163.) After reviewing the client's chart upon admission to the unit, the nurse consults the health care provider about a new order for lovastatin (Mevacor). What triggered the nurse's action? a. Blood glucose of 182 mg/dL b. History of peptic ulcers c. History of high cholesterol d. Elevated liver enzymes

d

25.) An HIV-positive client is admitted to the hospital with Toxoplasma gondii infection. Which action by the nurse is most appropriate? a. Initiate Contact Precautions. b. Place the client on Airborne Precautions. c.

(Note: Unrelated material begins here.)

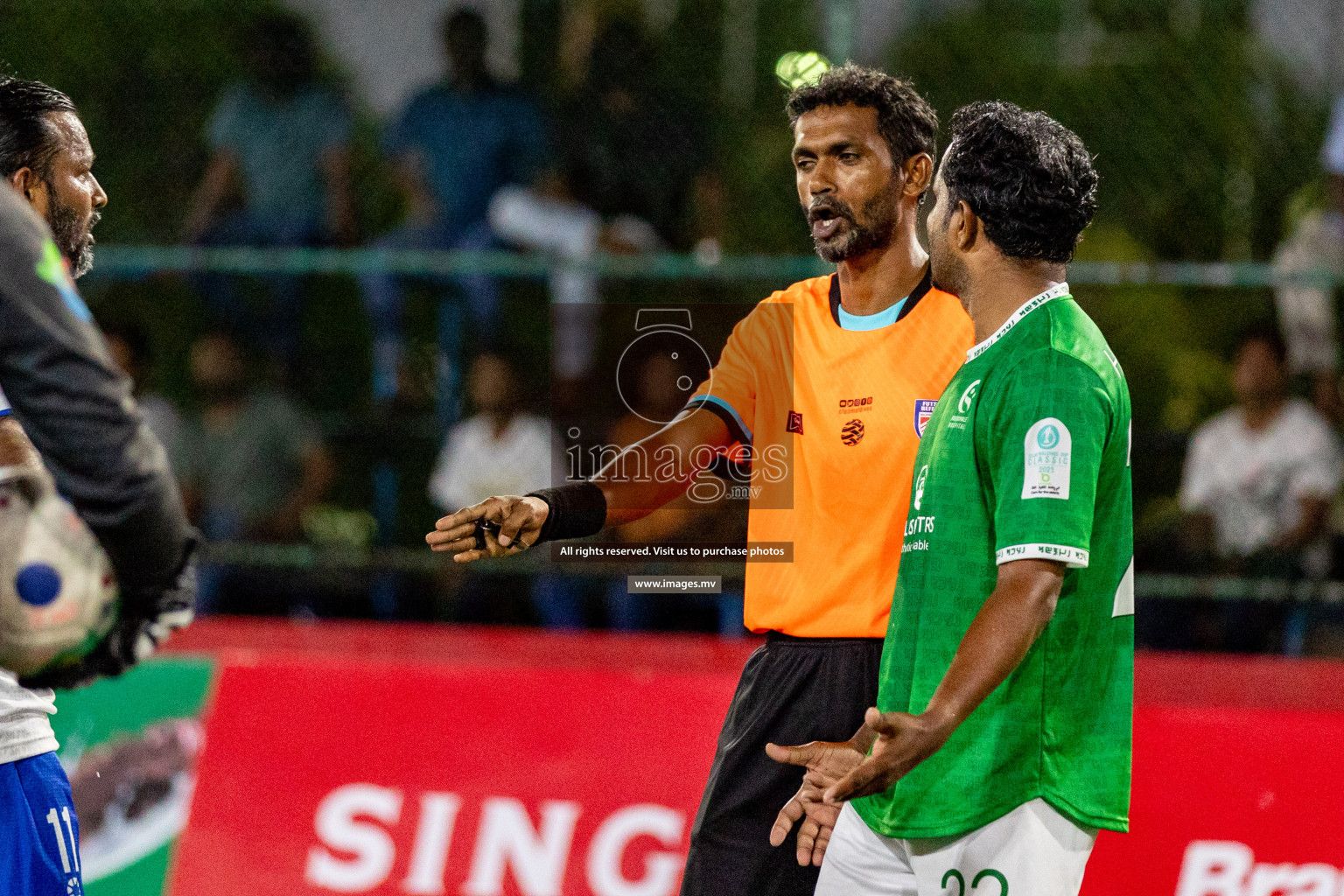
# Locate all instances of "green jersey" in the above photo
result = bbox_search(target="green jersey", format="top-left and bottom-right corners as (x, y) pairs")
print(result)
(855, 284), (1134, 836)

Place the client on Droplet Precautions. d. Use Standard Precautions consistently.

d

57.) The registered nurse assigns a client who has an open burn wound to a licensed practical nurse (LPN). Which instruction should the nurse provide to the LPN when assigning this client? a. Administer the prescribed tetanus toxoid vaccine. b. Assess the clients wounds for signs of infection. c. Encourage the client to breathe deeply every hour. d. Wash your hands on entering the clients room.

d

82.) A nurse is providing care after auscultating clients breath sounds. Which assessment finding is correctly matched to the nurses primary intervention? a. Hollow sounds are heard over the trachea. The nurse increases the oxygen flow rate. b. Crackles are heard in bases. The nurse encourages the client to cough forcefully. c. Wheezes are heard in central areas. The nurse administers an inhaled bronchodilator. d. Vesicular sounds are heard over the periphery. The nurse has the client breathe deeply.

d

97.) A nurse assesses a client who reports waking up feeling very tired, even after 8 hours of good sleep. Which action should the nurse take first? a. Contact the provider for a prescription for sleep medication. b. Tell the client not to drink beverages with caffeine before bed. c. Educate the client to sleep upright in a reclining chair. d. Ask the client if he or she has ever been evaluated for sleep apnea.